Dispersed knowledge is Friedrich Hayek's term for the fragmented, situation-specific information scattered across millions of individual minds in a complex economy or society. The shipper who knows an empty vessel is available, the real estate agent who knows a neighborhood is improving, the mechanic who knows this engine sounds wrong—this knowledge is valuable precisely because it is particular, contextual, and timely. It cannot be aggregated into a central database without losing the specificity that makes it actionable. Hayek's 1945 insight was that the price system works because it transmits this dispersed knowledge in compressed form—a price change signals that something has changed somewhere without requiring any participant to know what changed or why. Sowell extended this insight to all institutional design: the critical question is whether authority resides with those who possess the relevant situated knowledge or with distant decision-makers who lack it.
Hayek's original analysis targeted socialist economic planning—he demonstrated that central planners could never possess the knowledge required to coordinate an economy efficiently because that knowledge was dispersed and could not be centralized without destroying it. The knowledge problem was not solvable through better information technology or more data collection. It was structural—knowledge of particular circumstances is inseparable from the knower's position in the system.
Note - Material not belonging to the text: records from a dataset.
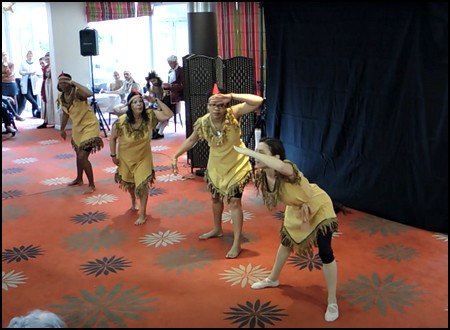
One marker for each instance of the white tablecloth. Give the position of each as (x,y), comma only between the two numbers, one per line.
(106,102)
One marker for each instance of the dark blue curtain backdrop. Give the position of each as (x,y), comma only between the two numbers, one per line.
(358,93)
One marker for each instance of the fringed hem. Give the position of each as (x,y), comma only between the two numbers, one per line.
(310,241)
(235,189)
(139,190)
(94,144)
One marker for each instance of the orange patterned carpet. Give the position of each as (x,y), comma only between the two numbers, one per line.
(82,257)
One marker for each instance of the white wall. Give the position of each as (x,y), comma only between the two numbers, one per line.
(65,20)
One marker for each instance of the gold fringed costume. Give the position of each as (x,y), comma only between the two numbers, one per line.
(135,154)
(309,210)
(228,171)
(85,126)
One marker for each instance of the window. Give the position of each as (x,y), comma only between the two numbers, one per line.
(141,44)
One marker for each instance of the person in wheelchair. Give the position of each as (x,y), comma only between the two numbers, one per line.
(8,120)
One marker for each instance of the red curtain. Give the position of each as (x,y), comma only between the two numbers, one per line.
(241,33)
(102,11)
(144,9)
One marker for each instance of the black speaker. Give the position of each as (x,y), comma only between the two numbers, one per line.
(88,42)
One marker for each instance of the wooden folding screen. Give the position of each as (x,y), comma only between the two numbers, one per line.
(234,75)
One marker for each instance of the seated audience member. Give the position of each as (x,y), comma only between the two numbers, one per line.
(37,319)
(123,91)
(117,83)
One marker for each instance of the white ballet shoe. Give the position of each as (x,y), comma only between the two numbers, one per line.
(266,283)
(332,313)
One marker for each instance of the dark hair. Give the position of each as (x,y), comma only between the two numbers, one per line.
(129,112)
(63,74)
(275,146)
(153,75)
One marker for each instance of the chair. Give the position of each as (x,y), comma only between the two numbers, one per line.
(177,112)
(175,120)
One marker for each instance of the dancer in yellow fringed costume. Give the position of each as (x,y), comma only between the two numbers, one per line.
(85,127)
(227,171)
(309,216)
(131,149)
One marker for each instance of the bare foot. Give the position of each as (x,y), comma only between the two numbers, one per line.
(211,234)
(89,190)
(140,221)
(233,253)
(134,207)
(75,183)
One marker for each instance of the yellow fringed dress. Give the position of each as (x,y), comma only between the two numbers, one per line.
(85,126)
(135,154)
(309,209)
(228,171)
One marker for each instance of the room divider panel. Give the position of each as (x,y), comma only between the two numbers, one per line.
(234,75)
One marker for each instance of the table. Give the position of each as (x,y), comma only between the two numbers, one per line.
(106,102)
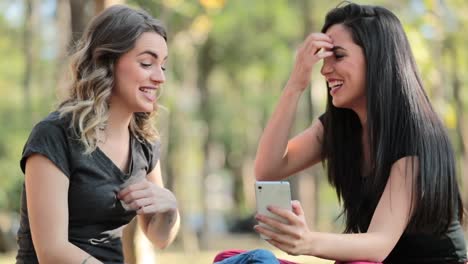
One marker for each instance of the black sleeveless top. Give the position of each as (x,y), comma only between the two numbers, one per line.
(421,248)
(96,216)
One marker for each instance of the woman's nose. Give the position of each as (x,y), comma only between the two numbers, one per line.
(158,75)
(327,66)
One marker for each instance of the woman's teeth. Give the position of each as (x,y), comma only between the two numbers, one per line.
(335,84)
(148,90)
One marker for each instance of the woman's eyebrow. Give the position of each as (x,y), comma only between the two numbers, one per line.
(335,48)
(152,53)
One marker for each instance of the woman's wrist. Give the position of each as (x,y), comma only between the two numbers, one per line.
(313,242)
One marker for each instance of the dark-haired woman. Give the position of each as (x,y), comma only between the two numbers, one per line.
(92,165)
(385,149)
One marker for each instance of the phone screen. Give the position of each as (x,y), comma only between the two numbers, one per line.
(275,193)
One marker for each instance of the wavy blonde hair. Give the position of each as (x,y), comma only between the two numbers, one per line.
(108,36)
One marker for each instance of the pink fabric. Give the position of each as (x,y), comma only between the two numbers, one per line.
(229,253)
(357,262)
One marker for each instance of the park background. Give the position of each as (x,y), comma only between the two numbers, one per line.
(228,62)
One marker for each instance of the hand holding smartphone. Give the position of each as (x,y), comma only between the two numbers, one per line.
(274,193)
Extract the knowledge and you lose the context; lose the context and the knowledge becomes useless. Sowell applied this to judicial decisions (judges distant from local conditions issue rulings that produce perverse local effects), corporate hierarchies (headquarters makes decisions that ignore field realities), and educational policy (centralized curriculum standards override teachers' knowledge of particular students).
The knowledge problem in AI is dispersed knowledge at a new scale. Large language models aggregate the textual output of millions of human experts into training corpora, learning patterns from the dispersed expertise of programmers, lawyers, doctors, writers, and researchers. The Hayekian question is whether this aggregation preserves knowledge or produces something categorically different—patterns stripped of the situated context that made the original knowledge valuable. A model trained on millions of Stack Overflow answers learns the form of debugging advice without possessing the particular knowledge of this codebase's architecture, this system's constraints, this user's skill level. The output is statistically correct—it matches patterns the model learned—but not contextually correct, because context was lost in aggregation.
The practical consequence: AI tools are most valuable to users who already possess dispersed knowledge sufficient to supply missing context. The senior engineer directs Claude Code effectively because she knows which context matters—which architectural constraints to specify, which edge cases to flag, which of the tool's suggestions are appropriate for this particular system. The junior developer lacks this knowledge and cannot distinguish correct output from plausible output, because the distinction requires exactly the situated expertise the tool cannot provide. This creates the capability gap Sowell's framework predicts: tools that appear to democratize access actually amplify existing knowledge disparities, because effective use requires the dispersed knowledge that was already unequally distributed.
Hayek developed the dispersed knowledge concept across the 1930s and 1940s in response to the socialist calculation debate—the question of whether a central planner could replicate or exceed market efficiency. Hayek's answer was no, not because planners were incompetent but because the knowledge required did not exist in a form amenable to centralization. "The Use of Knowledge in Society" (1945) compressed the argument into twenty pages that reshaped economics. Sowell encountered Hayek as a graduate student, initially dismissed the argument (he was a Marxist at the time), and spent the subsequent decade empirically verifying it across labor markets, housing policy, and racial inequality. Knowledge and Decisions (1980) gave Hayek's insight its most comprehensive application beyond economics.
Critical knowledge is contextual. "Knowledge of particular circumstances of time and place"—Hayek's phrase—is the most important knowledge for coordination; it resides with actors in those circumstances.
Centralization destroys context. Aggregating dispersed knowledge into databases, models, or planning documents strips away the situational specificity that makes knowledge actionable in the first place.
Prices transmit without centralizing. Market prices compress dispersed knowledge into signals that coordinate behavior system-wide without requiring any participant to understand the whole.
Expertise is local. The person closest to the decision's consequences typically knows more relevant information than the credentialed expert distant from those consequences.
AI faces the aggregation problem. Language models learn patterns from dispersed expertise but cannot preserve the situated knowledge that produced those patterns—generating statistically plausible outputs lacking contextual correctness.